At the end of the six weeks, Beard said that students’ most noticeable growth was their confidence in their English-speaking skills.

“Often with language learning, most people have at least a certain amount of knowledge of grammar, of vocabulary, and of course, those things can always be improved,” Beard said. “But unless you have the confidence to speak and use the language, the language really is meaningless, unless you actually use it.”

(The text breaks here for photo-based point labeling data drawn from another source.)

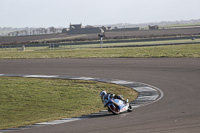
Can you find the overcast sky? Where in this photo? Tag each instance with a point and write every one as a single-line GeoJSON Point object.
{"type": "Point", "coordinates": [60, 13]}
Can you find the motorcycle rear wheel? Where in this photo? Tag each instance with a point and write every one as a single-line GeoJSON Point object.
{"type": "Point", "coordinates": [114, 110]}
{"type": "Point", "coordinates": [130, 108]}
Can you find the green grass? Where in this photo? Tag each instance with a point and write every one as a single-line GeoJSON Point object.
{"type": "Point", "coordinates": [188, 50]}
{"type": "Point", "coordinates": [26, 101]}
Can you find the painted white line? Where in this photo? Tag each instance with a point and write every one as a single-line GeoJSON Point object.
{"type": "Point", "coordinates": [65, 120]}
{"type": "Point", "coordinates": [121, 82]}
{"type": "Point", "coordinates": [142, 89]}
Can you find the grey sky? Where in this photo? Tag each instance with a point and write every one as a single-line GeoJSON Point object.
{"type": "Point", "coordinates": [60, 13]}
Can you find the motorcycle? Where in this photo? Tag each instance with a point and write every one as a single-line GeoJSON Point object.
{"type": "Point", "coordinates": [117, 106]}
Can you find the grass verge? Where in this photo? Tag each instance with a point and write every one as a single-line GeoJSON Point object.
{"type": "Point", "coordinates": [25, 101]}
{"type": "Point", "coordinates": [188, 50]}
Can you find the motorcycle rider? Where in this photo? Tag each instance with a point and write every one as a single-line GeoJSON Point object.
{"type": "Point", "coordinates": [106, 96]}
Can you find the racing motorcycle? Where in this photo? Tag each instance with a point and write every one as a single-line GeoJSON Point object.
{"type": "Point", "coordinates": [117, 106]}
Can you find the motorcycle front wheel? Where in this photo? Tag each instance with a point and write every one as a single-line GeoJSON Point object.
{"type": "Point", "coordinates": [113, 109]}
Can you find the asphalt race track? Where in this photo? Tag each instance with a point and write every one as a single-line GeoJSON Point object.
{"type": "Point", "coordinates": [177, 112]}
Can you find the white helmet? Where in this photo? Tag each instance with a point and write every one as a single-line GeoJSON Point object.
{"type": "Point", "coordinates": [102, 93]}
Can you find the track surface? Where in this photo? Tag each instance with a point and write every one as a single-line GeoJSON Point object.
{"type": "Point", "coordinates": [179, 78]}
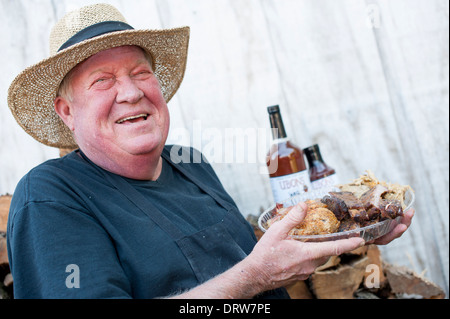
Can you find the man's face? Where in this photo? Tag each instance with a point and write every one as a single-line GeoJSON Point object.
{"type": "Point", "coordinates": [117, 105]}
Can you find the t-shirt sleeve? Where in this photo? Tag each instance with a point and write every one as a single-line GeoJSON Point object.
{"type": "Point", "coordinates": [57, 251]}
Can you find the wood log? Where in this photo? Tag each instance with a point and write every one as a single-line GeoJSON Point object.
{"type": "Point", "coordinates": [404, 281]}
{"type": "Point", "coordinates": [339, 283]}
{"type": "Point", "coordinates": [5, 201]}
{"type": "Point", "coordinates": [299, 290]}
{"type": "Point", "coordinates": [374, 255]}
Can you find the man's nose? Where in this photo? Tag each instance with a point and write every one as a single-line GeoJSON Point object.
{"type": "Point", "coordinates": [128, 91]}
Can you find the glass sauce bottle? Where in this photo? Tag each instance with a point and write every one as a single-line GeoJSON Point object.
{"type": "Point", "coordinates": [322, 177]}
{"type": "Point", "coordinates": [285, 161]}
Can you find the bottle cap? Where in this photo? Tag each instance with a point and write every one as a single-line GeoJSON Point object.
{"type": "Point", "coordinates": [312, 153]}
{"type": "Point", "coordinates": [273, 109]}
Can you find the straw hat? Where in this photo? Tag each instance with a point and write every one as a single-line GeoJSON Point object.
{"type": "Point", "coordinates": [77, 36]}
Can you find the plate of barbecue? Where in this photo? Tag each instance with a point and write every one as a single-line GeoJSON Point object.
{"type": "Point", "coordinates": [366, 208]}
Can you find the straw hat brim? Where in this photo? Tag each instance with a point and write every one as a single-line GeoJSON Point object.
{"type": "Point", "coordinates": [32, 93]}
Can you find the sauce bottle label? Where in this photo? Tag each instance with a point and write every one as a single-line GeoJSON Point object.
{"type": "Point", "coordinates": [284, 187]}
{"type": "Point", "coordinates": [326, 184]}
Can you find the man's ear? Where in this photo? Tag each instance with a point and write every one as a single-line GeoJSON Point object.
{"type": "Point", "coordinates": [64, 109]}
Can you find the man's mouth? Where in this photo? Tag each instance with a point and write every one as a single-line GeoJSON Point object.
{"type": "Point", "coordinates": [133, 119]}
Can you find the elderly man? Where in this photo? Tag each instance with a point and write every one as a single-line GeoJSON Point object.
{"type": "Point", "coordinates": [118, 218]}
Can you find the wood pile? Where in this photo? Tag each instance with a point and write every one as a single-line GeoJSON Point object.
{"type": "Point", "coordinates": [361, 274]}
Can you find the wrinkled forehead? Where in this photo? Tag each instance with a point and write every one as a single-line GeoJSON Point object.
{"type": "Point", "coordinates": [116, 52]}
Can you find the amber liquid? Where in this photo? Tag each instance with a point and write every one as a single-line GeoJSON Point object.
{"type": "Point", "coordinates": [285, 158]}
{"type": "Point", "coordinates": [320, 170]}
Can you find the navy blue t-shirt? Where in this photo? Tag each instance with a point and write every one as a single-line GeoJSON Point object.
{"type": "Point", "coordinates": [72, 235]}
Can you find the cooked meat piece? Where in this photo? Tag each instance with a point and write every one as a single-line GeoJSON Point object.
{"type": "Point", "coordinates": [317, 221]}
{"type": "Point", "coordinates": [369, 222]}
{"type": "Point", "coordinates": [372, 198]}
{"type": "Point", "coordinates": [358, 215]}
{"type": "Point", "coordinates": [349, 199]}
{"type": "Point", "coordinates": [315, 203]}
{"type": "Point", "coordinates": [336, 205]}
{"type": "Point", "coordinates": [390, 209]}
{"type": "Point", "coordinates": [348, 224]}
{"type": "Point", "coordinates": [354, 205]}
{"type": "Point", "coordinates": [373, 213]}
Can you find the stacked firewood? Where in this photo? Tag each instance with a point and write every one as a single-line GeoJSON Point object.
{"type": "Point", "coordinates": [361, 274]}
{"type": "Point", "coordinates": [358, 274]}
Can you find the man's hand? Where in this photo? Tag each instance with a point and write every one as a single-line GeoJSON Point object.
{"type": "Point", "coordinates": [280, 260]}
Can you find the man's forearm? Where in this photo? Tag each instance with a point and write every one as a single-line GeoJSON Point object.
{"type": "Point", "coordinates": [239, 282]}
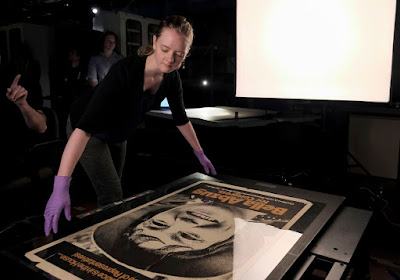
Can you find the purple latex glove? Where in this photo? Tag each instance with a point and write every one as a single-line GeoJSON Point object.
{"type": "Point", "coordinates": [205, 162]}
{"type": "Point", "coordinates": [58, 201]}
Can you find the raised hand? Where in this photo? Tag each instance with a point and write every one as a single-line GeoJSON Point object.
{"type": "Point", "coordinates": [17, 93]}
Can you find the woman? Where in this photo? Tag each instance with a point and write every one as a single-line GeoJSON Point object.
{"type": "Point", "coordinates": [132, 86]}
{"type": "Point", "coordinates": [99, 65]}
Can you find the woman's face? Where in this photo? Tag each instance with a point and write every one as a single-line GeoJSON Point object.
{"type": "Point", "coordinates": [109, 43]}
{"type": "Point", "coordinates": [185, 228]}
{"type": "Point", "coordinates": [170, 50]}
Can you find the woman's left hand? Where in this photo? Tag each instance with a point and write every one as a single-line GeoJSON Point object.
{"type": "Point", "coordinates": [208, 166]}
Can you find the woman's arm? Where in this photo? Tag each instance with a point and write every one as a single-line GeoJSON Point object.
{"type": "Point", "coordinates": [188, 132]}
{"type": "Point", "coordinates": [73, 151]}
{"type": "Point", "coordinates": [190, 136]}
{"type": "Point", "coordinates": [60, 199]}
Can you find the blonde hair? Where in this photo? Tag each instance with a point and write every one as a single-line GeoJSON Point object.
{"type": "Point", "coordinates": [178, 23]}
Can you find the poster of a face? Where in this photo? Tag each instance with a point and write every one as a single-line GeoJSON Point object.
{"type": "Point", "coordinates": [207, 230]}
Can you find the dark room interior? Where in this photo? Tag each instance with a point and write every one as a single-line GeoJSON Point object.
{"type": "Point", "coordinates": [343, 148]}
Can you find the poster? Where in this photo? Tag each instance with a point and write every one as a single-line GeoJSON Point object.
{"type": "Point", "coordinates": [207, 230]}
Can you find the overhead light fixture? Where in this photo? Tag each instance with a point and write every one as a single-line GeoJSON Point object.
{"type": "Point", "coordinates": [95, 10]}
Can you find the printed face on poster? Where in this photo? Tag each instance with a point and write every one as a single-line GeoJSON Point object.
{"type": "Point", "coordinates": [206, 230]}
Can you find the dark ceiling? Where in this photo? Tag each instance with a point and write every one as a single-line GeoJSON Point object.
{"type": "Point", "coordinates": [52, 11]}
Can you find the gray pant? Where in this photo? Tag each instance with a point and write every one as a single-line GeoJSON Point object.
{"type": "Point", "coordinates": [103, 163]}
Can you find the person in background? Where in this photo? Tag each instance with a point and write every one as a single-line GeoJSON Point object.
{"type": "Point", "coordinates": [100, 129]}
{"type": "Point", "coordinates": [71, 82]}
{"type": "Point", "coordinates": [99, 65]}
{"type": "Point", "coordinates": [23, 122]}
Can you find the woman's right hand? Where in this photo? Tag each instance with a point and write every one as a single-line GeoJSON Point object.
{"type": "Point", "coordinates": [58, 201]}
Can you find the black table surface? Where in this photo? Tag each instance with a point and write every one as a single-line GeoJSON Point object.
{"type": "Point", "coordinates": [27, 235]}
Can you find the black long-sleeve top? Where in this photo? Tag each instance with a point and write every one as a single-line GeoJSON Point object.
{"type": "Point", "coordinates": [117, 105]}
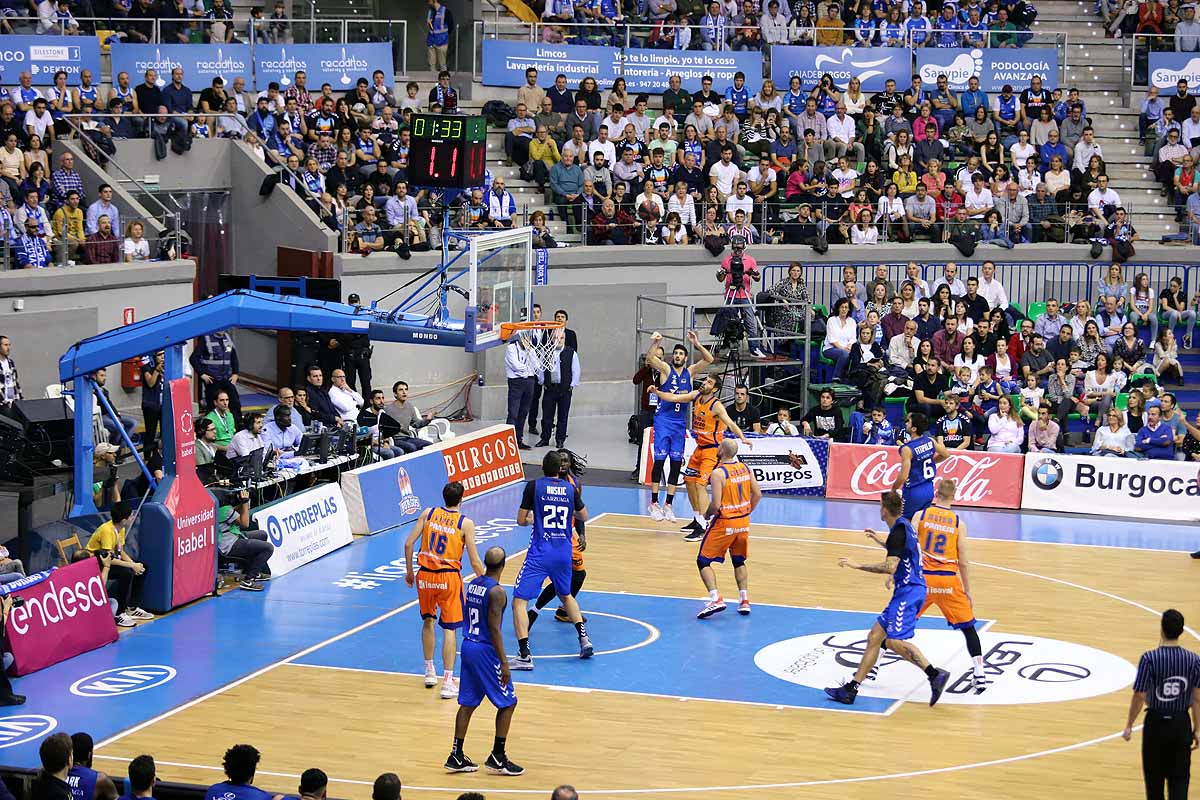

Friends Across the Sea Leads to Strategic Partnerships for UT

UT delegation with FAS participants at Kansai Gaidai University in Osaka, Japan

UT delegation with FAS participants at Kansai Gaidai University in Osaka, Japan

The Friends Across the Sea program was the first step of establishing or strengthening strategic partnerships with Japanese institutions Kobe University, Gakushuin University and Kansai Gaidai University.

In June 2022, a team from UT including Vice Provost for International Affairs Gretchen Neisler, Director of the CGE Office of Communications and Office of Asia Engagement Rachel Rui, Horiguchi, and Director of Global Security at the Howard Baker Center Krista Wiegand visited the Friends Across the Sea partner institutions in Japan to further strategic partnerships. Students at the institutions warmly welcomed the delegation. “They showed us around the campus and cannot stop talking about how much they enjoyed the Friends Across the Sea program and hoping to visit UT to meet the friends they met online in person.” Rui said.

Both Chitty and Terry hope to host a virtual reunion for the program alumni soon and are exploring options to host online programs like Friends Across the Sea in the future.